とりあえず最終候補だった宿から再度検討する方向だが、そうすんなりと決まるものではない。

だからあえて宿を探すところからと言って時間を稼ぐことにしたが、それでも長くはいられないのだから、真剣に考える必要がある。


「それはいいよ。そのくらいしかできなくて申し訳ないんだけどね」


おかみさんが申し訳なさそうに言うのを聞いて、父親はとりあえず了承したとうなずいた。


「わかりました。セルビア、何かあったら教えるんだぞ」

「うん……」


良い印象を持たれていない状況の中、この宿に置いておくのは不安だが、今すぐ連れ出しても行く場所がない。

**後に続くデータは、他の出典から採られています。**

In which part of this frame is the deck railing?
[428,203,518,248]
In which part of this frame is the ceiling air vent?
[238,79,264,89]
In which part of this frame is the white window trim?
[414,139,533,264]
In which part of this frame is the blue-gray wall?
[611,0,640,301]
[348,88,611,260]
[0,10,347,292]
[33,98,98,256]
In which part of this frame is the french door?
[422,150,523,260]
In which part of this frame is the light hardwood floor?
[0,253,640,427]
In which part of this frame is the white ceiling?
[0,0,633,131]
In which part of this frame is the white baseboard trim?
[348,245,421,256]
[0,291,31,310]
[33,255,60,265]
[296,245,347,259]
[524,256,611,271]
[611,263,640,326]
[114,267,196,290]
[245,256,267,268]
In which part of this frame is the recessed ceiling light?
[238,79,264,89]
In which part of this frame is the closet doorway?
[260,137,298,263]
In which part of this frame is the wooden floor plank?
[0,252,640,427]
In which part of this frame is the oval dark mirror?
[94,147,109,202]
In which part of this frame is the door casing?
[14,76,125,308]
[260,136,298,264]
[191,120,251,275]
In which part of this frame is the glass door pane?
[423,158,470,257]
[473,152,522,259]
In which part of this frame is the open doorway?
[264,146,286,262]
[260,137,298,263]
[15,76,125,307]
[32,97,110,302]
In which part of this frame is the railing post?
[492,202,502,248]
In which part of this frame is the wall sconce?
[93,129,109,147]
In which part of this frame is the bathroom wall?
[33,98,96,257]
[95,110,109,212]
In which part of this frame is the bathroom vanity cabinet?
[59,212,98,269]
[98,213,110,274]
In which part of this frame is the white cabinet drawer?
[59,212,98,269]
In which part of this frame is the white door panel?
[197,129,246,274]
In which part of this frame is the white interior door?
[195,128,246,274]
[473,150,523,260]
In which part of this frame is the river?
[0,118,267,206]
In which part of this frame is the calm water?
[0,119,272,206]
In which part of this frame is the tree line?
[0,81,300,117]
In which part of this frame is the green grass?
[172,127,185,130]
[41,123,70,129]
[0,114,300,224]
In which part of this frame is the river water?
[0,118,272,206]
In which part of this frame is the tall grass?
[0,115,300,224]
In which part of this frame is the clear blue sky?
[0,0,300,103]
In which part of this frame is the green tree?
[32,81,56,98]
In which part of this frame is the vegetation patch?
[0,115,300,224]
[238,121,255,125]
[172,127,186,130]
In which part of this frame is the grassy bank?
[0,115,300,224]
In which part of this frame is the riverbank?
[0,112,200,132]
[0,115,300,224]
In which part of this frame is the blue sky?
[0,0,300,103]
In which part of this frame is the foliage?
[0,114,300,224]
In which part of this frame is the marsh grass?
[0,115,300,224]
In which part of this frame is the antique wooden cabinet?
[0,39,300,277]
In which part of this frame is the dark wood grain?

おかみさんも次が決まるまではいてもいいと言っているし、いきなり追い出したりせず、こうして話し合いの場を設けてくれたくらいなのだから、セルビアを邪険には扱わないだろう。

今はそのおかみさんの善意を信じるしかない。


「では私は失礼して、とりあえず妻と話をして、新しい場所探しをさせてもらいたいと思います」


父親が頭を下げると、新しい場所を探すという言葉を引き出したおかみさんは、とりあえず退去には応じてもらえると分かって安堵したように言った。


「ああ、それは助かるよ……。すまないねぇ」

「いえ……。こういう話になってしまったらセルビアも長くいるのは居心地悪いでしょうし」


父親がそう言いながらセルビアを見ると、セルビアは首を横に振った。


「私は大丈夫だよ。それより、お母さんと話をしなきゃいけないんでしょ?」

「そうだったな。それじゃあ失礼します」

「ああ、頼んだよ」


父親はとりあえず家に戻って母親にこの話を伝えると、早々に宿から出て言った。

セルビアもサーカスのテントで仕事があるので、のんびりはしていられない。

おかみさんにそう言うと、分かったと言って、いつも通り仕事に戻って行った。

そしてこの話を引きずったまま、セルビアはサーカスのテントに向かうのだった。